Ormai è diventata una triste routine. E alla routine, si sa, è pericolosamente facile abituarsi. Ogni nuovo caso di femminicidio, che si aggiunge all’interminabile lista delle donne ammazzate dai loro compagni, dai mariti, da uomini violenti ed ossessivi, all’interno o al di fuori delle mura domestiche, sembra destinato a suscitare sempre meno scalpore. Mentre le pagine di cronaca continuano a tingersi, più che di nero, del rosso sangue dell’ennesima vittima, l’indignazione cede stancamente il passo al silenzio-assenso, alla rassegnazione di chi accetta passivamente che il reiterarsi di una vicenda la renda inesorabilmente consuetudine.
Questa volta siamo a Valenza, in provincia di Alessandria. Carmelo Reitano, 73 anni, pensionato, chiama il 112, confessando l’omicidio della moglie, Rita Giuseppa Lercara, di anni 67. All’arrivo delle forze dell’ordine nell’abitazione dei coniugi, al civico 21 di via Trieste, l’uomo è ancora accanto al corpo della vittima, colpita al collo con un numero non meglio precisato di coltellate. Scortato immediatamente in caserma, Reitano è stato sottoposto questa mattina a un lungo interrogatorio, condotto dai militari con l’intervento del Nucleo Operativo Radiomobile e Investigativo di Alessandria per comprendere meglio quale possa essere stato il movente di un simile gesto.
Femminicidio: la barbarie che diventa consuetudine.
Mentre la notizia, diffusa poche ore fa dall’Ansa, comincia a diffondersi rapidamente sul web, viene concesso sempre meno spazio, in termini di risalto anche solo grafico, di layout o di impaginazione dei siti internet, a quello che sostanzialmente si configura a tutti gli effetti come l’ennesimo caso di femminicidio. Se il ricorso ai numeri sortisce l’effetto contrario di ridimensionare quella che è stata definita una vera e propria “strage delle donne”, riportandola come semplice statistica da tabella a piè di pagina, è prendere atto con consapevolezza e spirito critico che ad oggi sono più di 60 le donne uccise in Italia dall’inizio del 2016.
Un bollettino di guerra. Non fosse altro che abituarsi alla barbarie, permettendo a notizie di questo tipo di scivolare nei trafiletti a margine a vantaggio del gossip e delle chiacchiere da salotto, costituisce una sconfitta a monte per quanti si impegnano ogni giorno nella dura lotta contro il femminicidio e la violenza di genere.
Il caso dei titoli contestati
Oltre al merito incontestabile della velocità con cui le notizie vengono diffuse, ai social e alle piattaforme online in generale va riconosciuta senz’altro la libertà di espressione e di opinione estesa a un bacino d’utenza sempre più ampio. Da semplici lettori, ci si sente chiamati in causa e a rendersi partecipi di un dibattito che coinvolge non più soltanto la notizia nuda e cruda, ma l’intera etica che sottende la sua diffusione.
Questa volta, al vaglio del tribunale mediatico dei social, viene passata la conformità semantica del termine “femminicidio”, utilizzato nei titoli in relazione alla vicenda di Valenza. In particolare, viene contestato l’uso smodato del termine, secondo alcuni “inappropriato” per un caso di questo tipo. Come se Rita Giuseppa Lercara non fosse l’ennesima vittima della brutalità di un uomo, di un compagno, di un marito che ha preferito ricorrere a un coltello, anziché a un dialogo o a una sanissima, spesso necessaria e comunque legittima separazione.

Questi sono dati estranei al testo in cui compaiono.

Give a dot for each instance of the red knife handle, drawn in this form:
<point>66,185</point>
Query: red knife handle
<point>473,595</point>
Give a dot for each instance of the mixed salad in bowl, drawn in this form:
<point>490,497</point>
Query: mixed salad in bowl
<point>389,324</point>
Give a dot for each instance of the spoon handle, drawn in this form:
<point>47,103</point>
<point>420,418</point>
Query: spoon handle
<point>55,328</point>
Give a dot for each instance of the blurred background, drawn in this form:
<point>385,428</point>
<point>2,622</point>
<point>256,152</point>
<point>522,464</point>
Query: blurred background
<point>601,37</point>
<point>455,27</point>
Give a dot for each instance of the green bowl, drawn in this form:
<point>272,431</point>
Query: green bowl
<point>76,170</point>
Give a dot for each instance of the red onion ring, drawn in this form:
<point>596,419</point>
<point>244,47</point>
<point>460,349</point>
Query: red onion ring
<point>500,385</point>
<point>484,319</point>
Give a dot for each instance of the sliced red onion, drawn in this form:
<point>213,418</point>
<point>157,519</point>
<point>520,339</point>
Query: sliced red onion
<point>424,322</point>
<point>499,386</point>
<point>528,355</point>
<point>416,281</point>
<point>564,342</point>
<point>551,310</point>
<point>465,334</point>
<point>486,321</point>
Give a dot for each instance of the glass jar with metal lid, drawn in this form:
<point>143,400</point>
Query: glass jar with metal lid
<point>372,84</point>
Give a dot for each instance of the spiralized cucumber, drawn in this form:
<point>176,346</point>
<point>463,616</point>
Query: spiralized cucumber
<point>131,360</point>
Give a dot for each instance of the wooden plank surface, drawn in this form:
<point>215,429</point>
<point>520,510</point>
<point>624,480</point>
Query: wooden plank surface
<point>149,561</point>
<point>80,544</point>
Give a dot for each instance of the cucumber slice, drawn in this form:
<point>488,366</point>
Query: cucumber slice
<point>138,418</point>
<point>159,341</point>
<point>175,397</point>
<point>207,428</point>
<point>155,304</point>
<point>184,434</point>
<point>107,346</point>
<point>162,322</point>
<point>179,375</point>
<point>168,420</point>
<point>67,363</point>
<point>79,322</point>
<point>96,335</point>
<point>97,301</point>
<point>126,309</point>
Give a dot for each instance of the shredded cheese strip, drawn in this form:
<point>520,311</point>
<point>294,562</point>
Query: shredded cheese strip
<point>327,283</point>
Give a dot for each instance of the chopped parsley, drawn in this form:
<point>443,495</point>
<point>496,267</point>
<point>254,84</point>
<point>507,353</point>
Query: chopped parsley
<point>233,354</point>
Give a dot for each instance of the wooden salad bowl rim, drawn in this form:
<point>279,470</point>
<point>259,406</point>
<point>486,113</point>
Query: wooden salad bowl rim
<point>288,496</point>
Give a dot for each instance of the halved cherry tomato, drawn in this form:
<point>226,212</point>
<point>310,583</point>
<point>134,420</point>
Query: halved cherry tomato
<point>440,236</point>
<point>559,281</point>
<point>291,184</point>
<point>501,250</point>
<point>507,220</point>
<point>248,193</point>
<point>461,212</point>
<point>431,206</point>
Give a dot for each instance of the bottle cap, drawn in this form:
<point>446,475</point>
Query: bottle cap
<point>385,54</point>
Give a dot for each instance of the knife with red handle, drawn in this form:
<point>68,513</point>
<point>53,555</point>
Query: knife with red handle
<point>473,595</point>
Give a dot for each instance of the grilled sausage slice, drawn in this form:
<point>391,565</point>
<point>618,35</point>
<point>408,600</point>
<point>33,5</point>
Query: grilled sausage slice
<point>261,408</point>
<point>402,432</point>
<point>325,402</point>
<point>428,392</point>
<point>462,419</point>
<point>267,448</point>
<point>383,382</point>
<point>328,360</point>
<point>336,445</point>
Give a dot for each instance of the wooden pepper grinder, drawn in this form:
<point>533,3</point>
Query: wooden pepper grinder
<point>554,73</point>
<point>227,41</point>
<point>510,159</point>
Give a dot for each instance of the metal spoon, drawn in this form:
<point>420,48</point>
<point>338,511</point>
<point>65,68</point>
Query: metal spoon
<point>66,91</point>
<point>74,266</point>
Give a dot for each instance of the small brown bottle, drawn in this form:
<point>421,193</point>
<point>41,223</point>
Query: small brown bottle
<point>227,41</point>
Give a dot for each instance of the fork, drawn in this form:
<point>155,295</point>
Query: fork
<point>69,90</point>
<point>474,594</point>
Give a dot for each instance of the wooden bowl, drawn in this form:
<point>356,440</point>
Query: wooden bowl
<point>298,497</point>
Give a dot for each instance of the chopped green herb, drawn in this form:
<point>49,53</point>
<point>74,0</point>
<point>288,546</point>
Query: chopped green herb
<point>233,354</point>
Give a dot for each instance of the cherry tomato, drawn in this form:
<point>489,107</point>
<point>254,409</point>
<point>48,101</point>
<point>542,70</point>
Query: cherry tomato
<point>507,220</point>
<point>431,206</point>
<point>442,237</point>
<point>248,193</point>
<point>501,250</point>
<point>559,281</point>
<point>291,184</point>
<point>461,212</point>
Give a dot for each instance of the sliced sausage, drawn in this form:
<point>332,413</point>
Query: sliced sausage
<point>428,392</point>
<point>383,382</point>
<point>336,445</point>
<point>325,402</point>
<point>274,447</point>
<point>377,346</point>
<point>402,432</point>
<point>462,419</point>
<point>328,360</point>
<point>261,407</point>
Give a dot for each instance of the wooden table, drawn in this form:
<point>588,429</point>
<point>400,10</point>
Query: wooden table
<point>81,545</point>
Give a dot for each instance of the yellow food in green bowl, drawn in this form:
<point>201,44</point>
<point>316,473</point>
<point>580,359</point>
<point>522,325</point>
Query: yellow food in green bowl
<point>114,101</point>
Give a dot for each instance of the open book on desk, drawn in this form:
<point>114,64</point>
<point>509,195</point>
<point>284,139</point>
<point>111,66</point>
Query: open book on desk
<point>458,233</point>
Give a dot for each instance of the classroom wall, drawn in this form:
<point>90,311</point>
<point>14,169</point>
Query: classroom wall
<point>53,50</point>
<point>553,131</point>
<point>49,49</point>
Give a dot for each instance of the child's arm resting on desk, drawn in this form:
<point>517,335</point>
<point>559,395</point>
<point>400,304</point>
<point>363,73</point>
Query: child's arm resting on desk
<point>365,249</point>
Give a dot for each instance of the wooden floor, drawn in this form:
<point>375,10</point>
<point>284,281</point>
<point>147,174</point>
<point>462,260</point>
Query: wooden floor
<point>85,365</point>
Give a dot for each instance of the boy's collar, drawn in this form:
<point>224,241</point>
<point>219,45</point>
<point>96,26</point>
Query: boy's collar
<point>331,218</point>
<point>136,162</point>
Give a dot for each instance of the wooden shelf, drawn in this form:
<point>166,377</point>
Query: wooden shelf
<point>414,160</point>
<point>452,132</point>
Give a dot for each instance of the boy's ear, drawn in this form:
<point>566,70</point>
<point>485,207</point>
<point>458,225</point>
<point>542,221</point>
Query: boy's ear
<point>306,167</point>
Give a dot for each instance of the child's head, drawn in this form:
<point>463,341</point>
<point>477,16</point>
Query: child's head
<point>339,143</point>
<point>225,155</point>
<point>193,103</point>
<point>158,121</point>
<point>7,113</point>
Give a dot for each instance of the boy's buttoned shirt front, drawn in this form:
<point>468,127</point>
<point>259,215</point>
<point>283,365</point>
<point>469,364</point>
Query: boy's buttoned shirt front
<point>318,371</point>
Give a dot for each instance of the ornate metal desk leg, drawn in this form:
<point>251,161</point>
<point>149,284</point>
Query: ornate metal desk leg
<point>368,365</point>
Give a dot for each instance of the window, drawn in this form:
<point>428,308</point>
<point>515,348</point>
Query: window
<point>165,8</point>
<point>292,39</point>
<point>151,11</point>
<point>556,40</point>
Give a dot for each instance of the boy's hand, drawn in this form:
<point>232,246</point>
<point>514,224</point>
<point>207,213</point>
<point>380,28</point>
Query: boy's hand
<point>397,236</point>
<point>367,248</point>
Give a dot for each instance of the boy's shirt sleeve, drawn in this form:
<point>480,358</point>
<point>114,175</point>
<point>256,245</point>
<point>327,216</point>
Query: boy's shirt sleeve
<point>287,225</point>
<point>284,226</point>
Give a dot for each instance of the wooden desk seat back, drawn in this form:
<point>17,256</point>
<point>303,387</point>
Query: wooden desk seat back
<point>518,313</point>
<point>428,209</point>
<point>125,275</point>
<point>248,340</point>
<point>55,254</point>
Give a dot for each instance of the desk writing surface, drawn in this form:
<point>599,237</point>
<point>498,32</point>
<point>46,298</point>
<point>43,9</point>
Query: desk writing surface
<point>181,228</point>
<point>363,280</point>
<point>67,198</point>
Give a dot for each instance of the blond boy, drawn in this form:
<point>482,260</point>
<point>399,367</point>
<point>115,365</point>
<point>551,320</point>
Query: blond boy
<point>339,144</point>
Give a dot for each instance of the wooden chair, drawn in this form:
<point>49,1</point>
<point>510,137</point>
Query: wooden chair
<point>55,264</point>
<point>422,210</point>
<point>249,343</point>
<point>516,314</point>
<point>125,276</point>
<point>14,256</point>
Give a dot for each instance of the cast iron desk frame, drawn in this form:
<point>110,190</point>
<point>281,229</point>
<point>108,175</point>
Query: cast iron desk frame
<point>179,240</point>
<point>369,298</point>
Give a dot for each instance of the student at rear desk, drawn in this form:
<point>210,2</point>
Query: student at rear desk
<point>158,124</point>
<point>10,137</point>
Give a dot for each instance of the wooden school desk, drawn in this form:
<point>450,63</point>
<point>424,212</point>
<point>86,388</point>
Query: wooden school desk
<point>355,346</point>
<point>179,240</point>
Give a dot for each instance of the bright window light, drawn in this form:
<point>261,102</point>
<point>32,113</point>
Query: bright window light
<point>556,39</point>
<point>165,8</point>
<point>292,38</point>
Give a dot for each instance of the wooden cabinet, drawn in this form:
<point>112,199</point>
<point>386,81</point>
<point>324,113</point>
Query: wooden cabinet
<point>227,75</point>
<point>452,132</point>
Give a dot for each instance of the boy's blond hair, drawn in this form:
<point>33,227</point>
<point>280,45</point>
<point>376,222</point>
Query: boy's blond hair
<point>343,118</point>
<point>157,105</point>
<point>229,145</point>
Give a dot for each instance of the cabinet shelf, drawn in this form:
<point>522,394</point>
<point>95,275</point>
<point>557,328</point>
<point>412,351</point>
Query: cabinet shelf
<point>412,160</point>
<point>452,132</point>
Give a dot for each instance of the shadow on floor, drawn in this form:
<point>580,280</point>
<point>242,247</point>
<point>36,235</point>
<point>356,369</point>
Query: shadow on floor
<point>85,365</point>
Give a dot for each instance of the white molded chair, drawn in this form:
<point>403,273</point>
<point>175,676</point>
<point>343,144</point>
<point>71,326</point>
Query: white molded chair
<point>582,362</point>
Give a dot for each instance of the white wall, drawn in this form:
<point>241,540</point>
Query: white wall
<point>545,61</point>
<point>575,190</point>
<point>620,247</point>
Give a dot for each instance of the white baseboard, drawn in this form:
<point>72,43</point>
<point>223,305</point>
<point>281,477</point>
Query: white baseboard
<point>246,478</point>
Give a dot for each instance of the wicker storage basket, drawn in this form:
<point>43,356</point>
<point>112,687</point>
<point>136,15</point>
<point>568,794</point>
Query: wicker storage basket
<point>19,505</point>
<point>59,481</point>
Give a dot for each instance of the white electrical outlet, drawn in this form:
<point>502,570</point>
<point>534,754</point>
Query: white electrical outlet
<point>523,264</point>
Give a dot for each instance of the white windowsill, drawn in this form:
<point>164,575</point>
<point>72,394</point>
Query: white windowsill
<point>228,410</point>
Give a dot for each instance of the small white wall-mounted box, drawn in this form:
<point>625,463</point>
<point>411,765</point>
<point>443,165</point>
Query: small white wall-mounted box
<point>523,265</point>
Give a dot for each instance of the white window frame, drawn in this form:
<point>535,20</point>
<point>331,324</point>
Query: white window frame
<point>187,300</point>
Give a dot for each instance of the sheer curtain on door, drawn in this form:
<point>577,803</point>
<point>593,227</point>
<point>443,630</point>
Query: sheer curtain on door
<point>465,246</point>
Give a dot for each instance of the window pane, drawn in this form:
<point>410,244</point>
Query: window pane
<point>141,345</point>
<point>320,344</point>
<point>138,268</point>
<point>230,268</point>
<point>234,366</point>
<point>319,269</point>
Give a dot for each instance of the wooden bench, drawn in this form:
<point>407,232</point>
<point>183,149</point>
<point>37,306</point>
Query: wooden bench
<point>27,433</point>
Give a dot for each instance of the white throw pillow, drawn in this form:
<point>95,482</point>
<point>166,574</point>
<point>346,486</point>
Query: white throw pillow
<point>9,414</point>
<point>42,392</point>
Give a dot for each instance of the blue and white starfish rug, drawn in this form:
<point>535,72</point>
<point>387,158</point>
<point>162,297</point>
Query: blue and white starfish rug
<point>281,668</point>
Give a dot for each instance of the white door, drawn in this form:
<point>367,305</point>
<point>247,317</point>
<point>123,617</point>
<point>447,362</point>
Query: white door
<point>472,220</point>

Individuare l’eziologia di un male, equivale innanzitutto a riconoscere coscientemente quel male in quanto tale. Finchè al femminicidio non sarà riconosciuto il suo pieno significato e la brutale portata del suo significante di sottomissione e subalternità del ruolo femminile, atto a contraddistinguerlo nettamente dal reato di omicidio generico, siamo ancora lontani sia dall’antidoto che da un possibile vaccino che possa immunizzare una società ancora profondamente ammalata di maschilismo e di patriarcalismo. Perché non vogliamo pensare che sul caso di Valenza possa far leva un fattore meramente anagrafico.